Duet 2 -> Duet 3 Mini - Stepper tuning
Add D3 V40 for the X Y and Z motor M569 commands
Just replaced a Duet 2 Wifi with a Duet 3 Mini and stepper sounded terrible. Then I've found a post where someone recommended to add 'D3 V40' to X, Y, and Z. Did so and stepper are soooo quiet But is V40 really a good choice?
Stepper are 14HS17-0504S (1.8deg, 0.5A, 23Ncm)
Typical value are from 100 (high speed) to 4000 (low speed).
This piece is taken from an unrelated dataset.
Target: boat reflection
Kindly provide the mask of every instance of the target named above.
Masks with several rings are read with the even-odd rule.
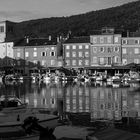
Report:
[[[30,107],[45,108],[66,117],[88,114],[95,119],[120,120],[140,117],[139,83],[24,81],[0,87],[1,95],[16,95]]]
D3part is setting the drivers in stealthchop (which they are by default but it doesn't hurt to add it). The
V40part sets the changeover speed. This can be seen in the M569 command
heres an output of mine
m569 p0 Drive 0 runs in reverse, active low enable, timing fast, mode stealthChop, ccr 0x00053, toff 3, tblank 0, thigh 0 (inf mm/sec), tpwmthrs 40 (234.4 mm/sec), pwmScaleSum 84, pwmScaleAuto 0, pwmOfsAuto 159, pwmGradAuto 14, pos 40
This is the important section
tpwmthrs 40 (234.4 mm/sec)it shows that at 40, the changeover from stealthchop to spreadcycle will be at 234.4mm/s.
Stealthchop runs quieter with lower torque and spreadcycle runs louder with more torque. You may find that faster moves have a higher chance of skipped steps etc in stealthchop.
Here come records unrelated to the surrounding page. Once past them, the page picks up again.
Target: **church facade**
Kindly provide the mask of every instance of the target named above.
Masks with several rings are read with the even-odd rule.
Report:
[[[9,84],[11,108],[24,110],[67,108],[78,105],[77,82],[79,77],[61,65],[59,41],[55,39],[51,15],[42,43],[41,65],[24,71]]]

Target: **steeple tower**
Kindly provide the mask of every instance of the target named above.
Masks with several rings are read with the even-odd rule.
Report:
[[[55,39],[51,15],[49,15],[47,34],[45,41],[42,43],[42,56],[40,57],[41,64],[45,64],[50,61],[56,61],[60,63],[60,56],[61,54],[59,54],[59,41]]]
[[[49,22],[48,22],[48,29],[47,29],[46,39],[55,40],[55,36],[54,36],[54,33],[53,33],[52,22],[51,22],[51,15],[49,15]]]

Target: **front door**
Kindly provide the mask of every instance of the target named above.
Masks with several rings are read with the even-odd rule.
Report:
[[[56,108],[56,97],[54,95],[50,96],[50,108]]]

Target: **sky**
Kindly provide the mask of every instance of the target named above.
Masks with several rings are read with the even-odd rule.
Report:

Some people also report bangs and/or skipped steps on the changeover between stealthchop and spreadcycle.
I don't print particularly fast on my machine and don't have an issues with the higher changeover speed. You might have different results with your printer.
@jay_s_uk Thanks, got it.
I just found out that setting this for Z is not a good idea. Had some terrible layer shifts.
Yea, again Z is a special use case. As most of the time it does very littlle, stealthchop probably doesn't need to be set.
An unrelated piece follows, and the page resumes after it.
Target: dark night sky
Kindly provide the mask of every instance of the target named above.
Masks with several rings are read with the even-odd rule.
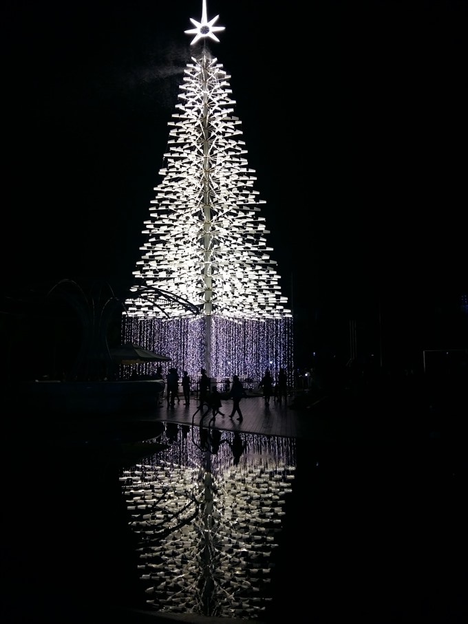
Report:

Make sure you don't set it on an extruder and you may even want to consider enforcing spreadcycle with D2 rather than D3
@martinnyhc ask away
MartinNYHC last edited by MartinNYHC
@jay_s_uk I don't have any experiences with Stealthchop or Spreadcycle.
you may even want to consider enforcing spreadcycle with D2 rather than D3
which I unfortunately don't really understand (not yet)
this is a good page for an overview between modes https://www.trinamic.com/technology/motor-control-technology/chopper-modes/
D2you would add it to the M569 e.g.
M569 P3 S0 D2rather than
@jay_s_uk I've got my Mini 5+ set to stealthchop extruder and Z axis (2 motors), haven't noticed any problems yet, but may be because I don't have particularly aggressive jerk and acceleration settings. Any particular reason not to set them to stealthchop, if your motor settings can cope?
@MartinNYHC I set D3 V0 for all axes, effectively turning off spreadcycle. If you've set V40, it's probably a very high speed for changeover (which would be potentially catastrophic), and you may never get to that speed while printing. The alternative is to use a low speed changeover, so the motor is quiet at standstill, but uses spreadcycle (with it's extra torque) when it's moving. If you aim for a changeover speed that is lower than your M566 instantaneous speed, you won't notice the changeover.
@droftarts I run my Z axis in stealthchop no bother.
The comment around E is the drop in torque between stealthchop and spreadcycle. Why potentially lose torque where you really need it if you're running that slow that the noise wouldn't be an issue anyway
@jay_s_uk I've got an Orbiter extruder with a small LDO stepper and 30:1 planetary gearing, and while I haven't had any obvious skipping in stealthchop, I thought that it was quite noisy in spreadcycle. However, that was a while ago when we were troubleshooting, so I should probably go back to it and try it out.
gloomyandy last edited by gloomyandy
Having an extruder (or any driver) in spreadcycle mode all of the time may also mean that they are "hissy" when not moving, so maybe using stealthchop with a very low speed switchover is better.
Oh and don't forget that if you are using sensorless homing then the driver must be in stealthchop mode during the homing process, you can set it to other modes once homed.
I run all my drivers in stealthchop all of the time, but I don't tend to use particularly high speeds.